Mais c’est quoi le cadmium ? Vous en avez peut-être entendu parler après l’alerte lancée par plusieurs médecins, chercheurs et professionnels de santé. C’est un métal lourd, naturellement présent dans certains sols, mais dont la concentration augmente fortement à cause de certaines pratiques agricoles, notamment l’utilisation d’engrais phosphatés.
Le problème, c’est que le cadmium ne disparaît pas. Une fois dans les sols, il reste, s’accumule, et passe dans les plantes, puis dans l’eau et dans les aliments que nous mangeons tous les jours. C’est comme ça qu’un produit toxique finit dans nos assiettes. On le retrouve notamment dans des aliments très courants : pommes de terre, céréales, pain, pâtes, biscuits… Même dans le chocolat.
Et les conséquences pour notre santé sont particulièrement préoccupantes. Le cadmium est classé cancérogène. Il s’accumule dans l’organisme, notamment dans les reins, le foie ou la prostate. Plusieurs alertes scientifiques pointent aussi son possible rôle dans l’augmentation du cancer du pancréas, particulièrement meurtrier.
Les enfants sont les premiers exposés, car leur organisme fixe plus durablement ce métal toxique, alors même que leur alimentation est souvent composée de produits où le cadmium peut être présent. C’est pour cela qu’il faut agir vite.
La proposition de loi défendue par le groupe Écologiste et Social fixe donc une trajectoire : réduire progressivement la teneur maximale en cadmium autorisée dans les engrais phosphatés, avec un seuil de 40 mg/kg à partir de 2027, puis de 20 mg/kg en 2030. C’est une mesure simple, concrète, qui s’attaque à l’une des sources principales de contamination.

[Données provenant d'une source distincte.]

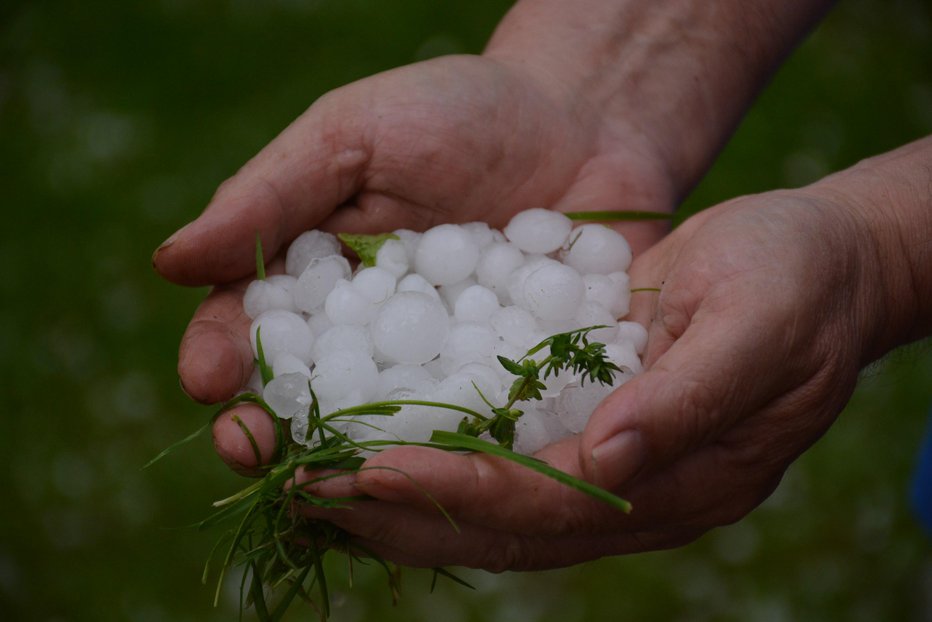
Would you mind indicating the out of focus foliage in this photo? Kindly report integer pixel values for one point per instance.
(117, 121)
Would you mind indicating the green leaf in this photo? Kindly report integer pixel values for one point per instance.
(365, 246)
(452, 440)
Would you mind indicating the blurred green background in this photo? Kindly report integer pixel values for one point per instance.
(117, 121)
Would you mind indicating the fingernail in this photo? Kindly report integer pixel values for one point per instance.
(619, 458)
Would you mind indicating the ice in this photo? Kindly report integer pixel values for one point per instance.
(553, 291)
(633, 333)
(393, 256)
(497, 263)
(446, 254)
(377, 284)
(411, 327)
(338, 373)
(282, 331)
(318, 279)
(417, 283)
(288, 395)
(538, 230)
(476, 304)
(343, 337)
(307, 246)
(287, 363)
(345, 304)
(597, 249)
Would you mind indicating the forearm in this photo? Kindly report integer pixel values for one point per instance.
(680, 72)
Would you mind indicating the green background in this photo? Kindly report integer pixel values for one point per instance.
(117, 121)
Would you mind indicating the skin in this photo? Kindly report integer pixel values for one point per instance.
(705, 434)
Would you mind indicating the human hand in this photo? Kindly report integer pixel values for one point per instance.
(766, 313)
(453, 139)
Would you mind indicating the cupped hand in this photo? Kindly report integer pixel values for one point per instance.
(765, 314)
(454, 139)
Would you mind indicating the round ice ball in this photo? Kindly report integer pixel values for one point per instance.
(410, 327)
(317, 281)
(597, 249)
(446, 254)
(307, 246)
(282, 331)
(538, 230)
(553, 291)
(338, 373)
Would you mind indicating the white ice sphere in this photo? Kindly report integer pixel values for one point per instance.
(307, 246)
(343, 337)
(282, 331)
(410, 327)
(553, 291)
(409, 378)
(467, 342)
(393, 256)
(446, 254)
(417, 283)
(345, 304)
(634, 333)
(538, 230)
(287, 363)
(451, 293)
(515, 326)
(598, 249)
(476, 304)
(497, 263)
(317, 281)
(593, 314)
(338, 373)
(288, 394)
(377, 284)
(264, 295)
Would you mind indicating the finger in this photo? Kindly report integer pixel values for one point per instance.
(313, 166)
(245, 439)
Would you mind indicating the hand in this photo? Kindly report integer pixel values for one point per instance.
(765, 315)
(453, 139)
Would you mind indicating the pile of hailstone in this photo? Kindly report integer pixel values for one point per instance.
(428, 320)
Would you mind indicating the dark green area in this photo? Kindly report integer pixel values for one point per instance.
(117, 122)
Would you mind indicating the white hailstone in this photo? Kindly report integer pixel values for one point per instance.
(317, 281)
(475, 304)
(393, 256)
(633, 333)
(288, 395)
(593, 314)
(307, 246)
(406, 379)
(624, 355)
(497, 263)
(377, 284)
(538, 230)
(553, 291)
(343, 337)
(282, 331)
(416, 283)
(480, 232)
(597, 249)
(345, 304)
(451, 293)
(319, 323)
(410, 327)
(264, 295)
(446, 254)
(467, 342)
(338, 373)
(515, 326)
(287, 363)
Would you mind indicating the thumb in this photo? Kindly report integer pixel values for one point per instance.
(313, 166)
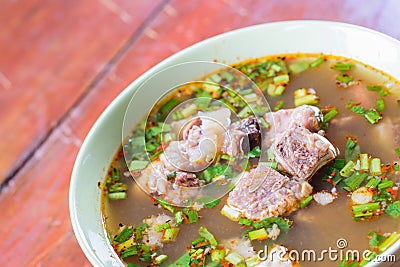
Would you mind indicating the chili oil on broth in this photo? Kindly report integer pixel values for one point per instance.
(315, 227)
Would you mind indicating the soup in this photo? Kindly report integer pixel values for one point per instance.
(322, 158)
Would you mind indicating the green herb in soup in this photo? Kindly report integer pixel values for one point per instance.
(321, 166)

Quand il s’agit de santé publique, de protection des enfants et de prévention des cancers, il ne devrait pas y avoir d’hésitation. Le Rassemblement national a pourtant voté contre, tandis que le Gouvernement a donné un avis défavorable à ce texte.
Quoi qu’il en soit, cette adoption est une première victoire, en attendant que le texte poursuive son chemin au Sénat. Nous continuerons à nous mobiliser pour qu’il aille jusqu’au bout, parce que protéger la santé c’est aussi agir en amont, dans les champs, dans les sols, dans l’eau et dans nos assiettes.